Por ello, y aunque suene a tópico y hasta quizás llegue tarde, la solución sólo pasa por la comunicación, el diálogo y una aplicación didáctica –si se permite la expresión– de la ley. Hay que aplicar la ley, pero los ciudadanos están en el derecho y obligación de saber por qué, así como de plantear la necesidad de, reformular la norma para así cumplirla. España ha aplazado durante décadas una reforma constitucional que le permita hacer frente a sus cuestiones pendientes –entre otros, el modelo de organización territorial–, ha abusado de la inercia institucional, no se ha preocupado de frenar la desafección política y ha invertido poco tiempo en hacer a los ciudadanos partícipes de los proyectos y políticas del Estado. Y, cuando la situación se ha crispado, se ha optado por la falta de diálogo, la crispación y polarización política.
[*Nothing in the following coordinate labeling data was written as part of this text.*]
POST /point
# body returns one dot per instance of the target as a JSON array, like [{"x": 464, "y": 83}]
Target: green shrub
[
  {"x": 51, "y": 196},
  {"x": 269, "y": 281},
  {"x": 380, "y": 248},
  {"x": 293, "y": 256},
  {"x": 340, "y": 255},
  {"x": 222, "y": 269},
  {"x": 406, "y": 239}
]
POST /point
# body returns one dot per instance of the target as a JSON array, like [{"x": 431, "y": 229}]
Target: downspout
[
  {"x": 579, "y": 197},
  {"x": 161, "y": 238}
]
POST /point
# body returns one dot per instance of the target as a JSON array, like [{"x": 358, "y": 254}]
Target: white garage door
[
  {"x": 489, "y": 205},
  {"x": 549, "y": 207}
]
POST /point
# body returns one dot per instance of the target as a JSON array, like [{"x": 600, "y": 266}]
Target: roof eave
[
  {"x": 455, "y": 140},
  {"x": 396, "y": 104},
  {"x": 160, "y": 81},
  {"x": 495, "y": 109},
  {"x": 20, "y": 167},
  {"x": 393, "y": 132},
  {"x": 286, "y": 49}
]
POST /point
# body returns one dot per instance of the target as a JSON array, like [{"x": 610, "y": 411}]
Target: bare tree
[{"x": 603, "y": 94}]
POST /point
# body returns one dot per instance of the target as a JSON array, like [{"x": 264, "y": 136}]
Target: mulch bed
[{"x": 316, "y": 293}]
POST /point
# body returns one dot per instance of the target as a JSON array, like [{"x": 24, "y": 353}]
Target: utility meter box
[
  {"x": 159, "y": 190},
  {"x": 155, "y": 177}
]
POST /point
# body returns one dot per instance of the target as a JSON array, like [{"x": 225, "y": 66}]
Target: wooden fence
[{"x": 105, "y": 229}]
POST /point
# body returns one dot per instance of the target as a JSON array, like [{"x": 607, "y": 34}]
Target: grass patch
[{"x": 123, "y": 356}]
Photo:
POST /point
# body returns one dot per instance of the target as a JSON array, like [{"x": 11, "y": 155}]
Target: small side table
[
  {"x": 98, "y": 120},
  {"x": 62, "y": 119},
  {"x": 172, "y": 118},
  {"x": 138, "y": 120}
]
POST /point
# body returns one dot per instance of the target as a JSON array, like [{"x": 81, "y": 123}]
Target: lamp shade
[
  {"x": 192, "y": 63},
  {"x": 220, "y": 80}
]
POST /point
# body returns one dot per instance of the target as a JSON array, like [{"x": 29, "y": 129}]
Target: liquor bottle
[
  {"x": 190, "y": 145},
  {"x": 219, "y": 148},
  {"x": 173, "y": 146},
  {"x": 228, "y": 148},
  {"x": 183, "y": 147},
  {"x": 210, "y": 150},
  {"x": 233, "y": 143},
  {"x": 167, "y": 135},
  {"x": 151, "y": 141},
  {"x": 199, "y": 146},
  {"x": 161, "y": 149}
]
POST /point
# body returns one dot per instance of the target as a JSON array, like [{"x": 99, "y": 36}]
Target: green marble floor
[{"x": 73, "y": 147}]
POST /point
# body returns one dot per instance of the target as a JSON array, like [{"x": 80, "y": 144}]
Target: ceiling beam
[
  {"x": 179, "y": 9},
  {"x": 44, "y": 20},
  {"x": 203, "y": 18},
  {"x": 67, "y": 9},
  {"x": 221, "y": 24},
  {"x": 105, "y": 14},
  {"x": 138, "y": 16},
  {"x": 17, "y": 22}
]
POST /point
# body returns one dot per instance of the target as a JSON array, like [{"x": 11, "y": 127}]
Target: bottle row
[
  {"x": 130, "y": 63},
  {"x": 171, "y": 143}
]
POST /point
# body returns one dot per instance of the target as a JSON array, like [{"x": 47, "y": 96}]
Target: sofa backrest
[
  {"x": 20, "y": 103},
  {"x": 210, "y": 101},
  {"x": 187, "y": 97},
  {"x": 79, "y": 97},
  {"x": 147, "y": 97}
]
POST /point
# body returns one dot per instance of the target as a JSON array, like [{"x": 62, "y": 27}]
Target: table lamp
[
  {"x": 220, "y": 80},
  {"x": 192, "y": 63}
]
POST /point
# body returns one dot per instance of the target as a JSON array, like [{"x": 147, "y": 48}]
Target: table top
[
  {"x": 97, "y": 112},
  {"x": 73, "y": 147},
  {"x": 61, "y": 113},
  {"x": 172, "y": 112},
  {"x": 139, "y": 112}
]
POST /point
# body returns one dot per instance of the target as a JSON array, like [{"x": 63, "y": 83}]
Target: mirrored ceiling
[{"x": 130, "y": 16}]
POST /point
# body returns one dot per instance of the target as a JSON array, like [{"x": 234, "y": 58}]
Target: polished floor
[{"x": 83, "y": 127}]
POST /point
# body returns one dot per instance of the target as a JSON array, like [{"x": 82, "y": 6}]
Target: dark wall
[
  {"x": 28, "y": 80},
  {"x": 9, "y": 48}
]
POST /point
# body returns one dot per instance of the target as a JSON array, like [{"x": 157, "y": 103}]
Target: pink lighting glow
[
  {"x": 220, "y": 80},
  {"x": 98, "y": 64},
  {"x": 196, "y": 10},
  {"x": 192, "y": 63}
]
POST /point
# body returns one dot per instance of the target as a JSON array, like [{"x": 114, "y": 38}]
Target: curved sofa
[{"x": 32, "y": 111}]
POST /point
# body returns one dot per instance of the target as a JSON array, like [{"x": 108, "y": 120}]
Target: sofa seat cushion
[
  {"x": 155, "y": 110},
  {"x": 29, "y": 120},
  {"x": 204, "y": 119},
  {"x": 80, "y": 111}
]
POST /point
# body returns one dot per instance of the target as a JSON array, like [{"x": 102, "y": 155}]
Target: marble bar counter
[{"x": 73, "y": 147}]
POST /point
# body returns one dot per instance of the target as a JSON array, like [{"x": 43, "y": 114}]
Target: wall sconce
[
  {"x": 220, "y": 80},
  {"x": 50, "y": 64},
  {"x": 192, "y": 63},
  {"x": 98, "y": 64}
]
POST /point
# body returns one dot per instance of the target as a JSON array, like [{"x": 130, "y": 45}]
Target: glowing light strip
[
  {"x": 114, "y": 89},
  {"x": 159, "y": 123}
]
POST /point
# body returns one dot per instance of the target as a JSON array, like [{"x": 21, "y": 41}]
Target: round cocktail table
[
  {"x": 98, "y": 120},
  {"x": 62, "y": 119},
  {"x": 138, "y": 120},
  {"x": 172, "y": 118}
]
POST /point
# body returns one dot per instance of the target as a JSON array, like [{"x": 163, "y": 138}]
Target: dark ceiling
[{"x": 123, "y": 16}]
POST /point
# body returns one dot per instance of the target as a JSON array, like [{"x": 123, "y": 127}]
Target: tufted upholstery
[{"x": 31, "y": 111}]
Es cierto que los políticos españoles no han desatado una batalla campal en el parlamento, con quema de mobiliario público incluido, pero muchas veces han optado por la crispación dialéctica, la polarización política y la negación del diálogo… entonces, ¿cómo esperan una sociedad modélica y capaz de resolver de manera pacífica sus conflictos? Los episodios de violencia en Cataluña resultan lamentables y condenables desde cualquier punto de vista. No existe ningún pero posible que justifique estas acciones, desde mi punto de vista. Ahora bien, no nos quedemos únicamente en condenarlas sino que empezamos a pensar en la manera en la que las instituciones agregan y procesan demandas para no tener que asistir a nuevos episodios de violencia y vandalismo.